Ce pays, si divisé, est-il facilement gouvernable ?
Jusque-là, les responsables de la coalition, sous le nouveau président Ahmed al-Charaa, se sont largement adressés à l’ensemble des Syriens, indépendamment de leur langue et de leur religion. Ils ont également mis l’accent sur la justice transitionnelle, la réconciliation, le respect des libertés de tous et des croyances et des pratiques de chacun. Ils n’ont pas imposé des normes souvent considérées islamiques comme le port du voile pour les femmes ou leur exclusion de la vie publique. Il n’empêche, de nombreux Syriens les jugeront sur leurs actes plutôt que sur leurs paroles ou des mesures symboliques. Ceci concerne également le sort des personnes associées, parfois à tort, à l’ancien régime; les exactions récentes qui ont ciblé les Alaouites pèseront. Enfin, il faudra lutter contre la pauvreté qui frappe environ 90% de la population, indépendamment de la langue qu’ils parlent et de la religion qu’ils pratiquent.
Quelle est la situation économique de ce pays ?
Après bientôt 14 ans de conflits et de guerres internes, la Syrie est exsangue. Un quart de ses habitants, environ 22 millions en 2011, s’est réfugié à l’étranger, y compris de nombreux diplômés. Un autre quart a dû quitter ses foyers pour s’installer ailleurs dans le pays. La production de pétrole et de gaz, depuis toujours limitée, a chuté et ne correspond plus qu’à la moitié de la consommation locale, elle aussi fortement réduite. Depuis le départ d’Asad, l’Iran ne fournit plus de pétrole à prix réduit ou sur crédit pour compenser le déficit. L’exportation de captagon, source importante de devises sous Asad, pèse sur les relations avec les autres pays arabes, dont l’aide serait utile.
“Le nouveau gouvernement a d’ores et déjà décidé de ne plus subventionner le prix du pain et de privatiser des entreprises du secteur public.”
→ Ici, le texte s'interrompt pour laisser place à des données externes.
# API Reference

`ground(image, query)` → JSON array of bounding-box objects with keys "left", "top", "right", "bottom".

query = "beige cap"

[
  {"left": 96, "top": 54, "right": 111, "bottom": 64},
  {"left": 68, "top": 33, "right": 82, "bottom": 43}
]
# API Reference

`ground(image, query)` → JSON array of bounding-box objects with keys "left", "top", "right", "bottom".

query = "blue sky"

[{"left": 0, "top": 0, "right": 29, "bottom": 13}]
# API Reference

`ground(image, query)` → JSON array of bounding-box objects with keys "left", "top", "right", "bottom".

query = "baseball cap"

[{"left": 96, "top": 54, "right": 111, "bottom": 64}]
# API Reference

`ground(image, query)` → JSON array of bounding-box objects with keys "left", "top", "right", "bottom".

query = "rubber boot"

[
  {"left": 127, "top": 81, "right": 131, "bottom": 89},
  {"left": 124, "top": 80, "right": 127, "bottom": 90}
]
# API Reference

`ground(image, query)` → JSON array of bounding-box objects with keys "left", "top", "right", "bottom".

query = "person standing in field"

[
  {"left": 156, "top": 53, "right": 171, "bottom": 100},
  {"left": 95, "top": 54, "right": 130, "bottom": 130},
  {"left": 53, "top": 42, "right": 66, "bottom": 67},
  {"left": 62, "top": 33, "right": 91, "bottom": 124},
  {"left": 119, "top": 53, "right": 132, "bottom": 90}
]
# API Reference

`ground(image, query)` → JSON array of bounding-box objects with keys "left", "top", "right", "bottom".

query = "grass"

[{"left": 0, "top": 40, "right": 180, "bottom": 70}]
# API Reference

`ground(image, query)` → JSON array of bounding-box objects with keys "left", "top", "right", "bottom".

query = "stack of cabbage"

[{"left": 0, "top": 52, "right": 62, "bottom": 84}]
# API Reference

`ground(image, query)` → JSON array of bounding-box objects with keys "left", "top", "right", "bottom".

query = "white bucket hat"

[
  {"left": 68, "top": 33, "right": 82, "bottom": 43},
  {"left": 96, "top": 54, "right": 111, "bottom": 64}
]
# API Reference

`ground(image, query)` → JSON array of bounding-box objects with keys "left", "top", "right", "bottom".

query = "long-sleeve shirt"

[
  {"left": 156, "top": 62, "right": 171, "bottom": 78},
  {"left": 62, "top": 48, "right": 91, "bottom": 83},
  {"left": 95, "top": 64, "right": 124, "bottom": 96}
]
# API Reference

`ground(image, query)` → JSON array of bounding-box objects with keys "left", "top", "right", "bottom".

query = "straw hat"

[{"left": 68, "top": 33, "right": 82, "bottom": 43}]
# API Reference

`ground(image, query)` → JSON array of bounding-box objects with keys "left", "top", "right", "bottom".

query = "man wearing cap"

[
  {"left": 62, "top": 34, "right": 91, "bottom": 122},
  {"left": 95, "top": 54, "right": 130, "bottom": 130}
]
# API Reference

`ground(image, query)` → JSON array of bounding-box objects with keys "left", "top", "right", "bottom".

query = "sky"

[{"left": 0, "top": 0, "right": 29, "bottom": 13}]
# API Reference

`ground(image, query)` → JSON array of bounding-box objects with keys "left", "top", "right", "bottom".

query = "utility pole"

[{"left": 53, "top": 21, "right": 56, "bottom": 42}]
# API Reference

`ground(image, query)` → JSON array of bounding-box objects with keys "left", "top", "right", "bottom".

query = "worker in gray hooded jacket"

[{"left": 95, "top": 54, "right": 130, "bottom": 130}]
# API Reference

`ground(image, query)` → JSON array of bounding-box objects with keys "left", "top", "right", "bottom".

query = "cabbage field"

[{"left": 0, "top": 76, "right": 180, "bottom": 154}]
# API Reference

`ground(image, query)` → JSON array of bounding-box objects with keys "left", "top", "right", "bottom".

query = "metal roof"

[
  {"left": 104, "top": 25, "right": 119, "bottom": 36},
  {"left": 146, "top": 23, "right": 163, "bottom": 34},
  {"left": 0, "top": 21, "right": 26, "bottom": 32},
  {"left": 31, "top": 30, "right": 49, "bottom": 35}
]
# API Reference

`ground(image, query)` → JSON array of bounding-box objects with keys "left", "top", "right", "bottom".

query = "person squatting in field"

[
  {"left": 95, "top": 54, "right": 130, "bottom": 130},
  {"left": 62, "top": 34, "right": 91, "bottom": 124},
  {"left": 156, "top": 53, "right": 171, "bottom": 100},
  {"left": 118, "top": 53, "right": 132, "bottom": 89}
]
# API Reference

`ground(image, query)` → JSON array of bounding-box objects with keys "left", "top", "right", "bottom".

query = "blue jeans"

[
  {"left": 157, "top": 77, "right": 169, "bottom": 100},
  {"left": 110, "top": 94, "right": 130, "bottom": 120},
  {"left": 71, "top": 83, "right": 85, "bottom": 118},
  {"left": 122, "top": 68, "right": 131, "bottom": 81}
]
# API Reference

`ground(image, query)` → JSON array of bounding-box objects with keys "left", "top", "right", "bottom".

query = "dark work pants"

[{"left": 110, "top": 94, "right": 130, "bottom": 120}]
Selon la Banque mondiale, en 2022, le produit intérieur brut (PIB) par tête ne dépassait plus les 1 000 dollars par an, contre environ 2 900 dollars en 2011 (et ainsi, environ 23 milliards de dollars au total). Le dernier budget de l’État sous Asad s’est élevé à 5,3 milliards de dollars (même si l’évolution du taux de change permet d’autres calculs).
Entre 2011 et 2016, les destructions et pertes causées par la guerre intérieure correspondaient à quatre fois le PIB de 2010. La situation ne s’est guère améliorée depuis. Les nouveaux dirigeants estiment que la dette publique atteint entre 20 et 23 milliards de dollars. Les réserves en devises de la banque centrale sont épuisées. Dès 2023, la monnaie a chuté d’environ 2 500 à 13 000 livres syriennes pour un dollar. Instable depuis décembre, le taux ne s’est guère amélioré.
Le nouveau gouvernement a d’ores et déjà décidé de ne plus subventionner le prix du pain et de privatiser des entreprises du secteur public qui pourront alors plus facilement licencier. Ce choix est aussi idéologique que budgétaire : il reflète en partie l’engouement de nombreux islamistes pour le libéralisme économique. Enfin, on voit mal comment la simple levée des sanctions internationales pourrait résoudre les difficultés.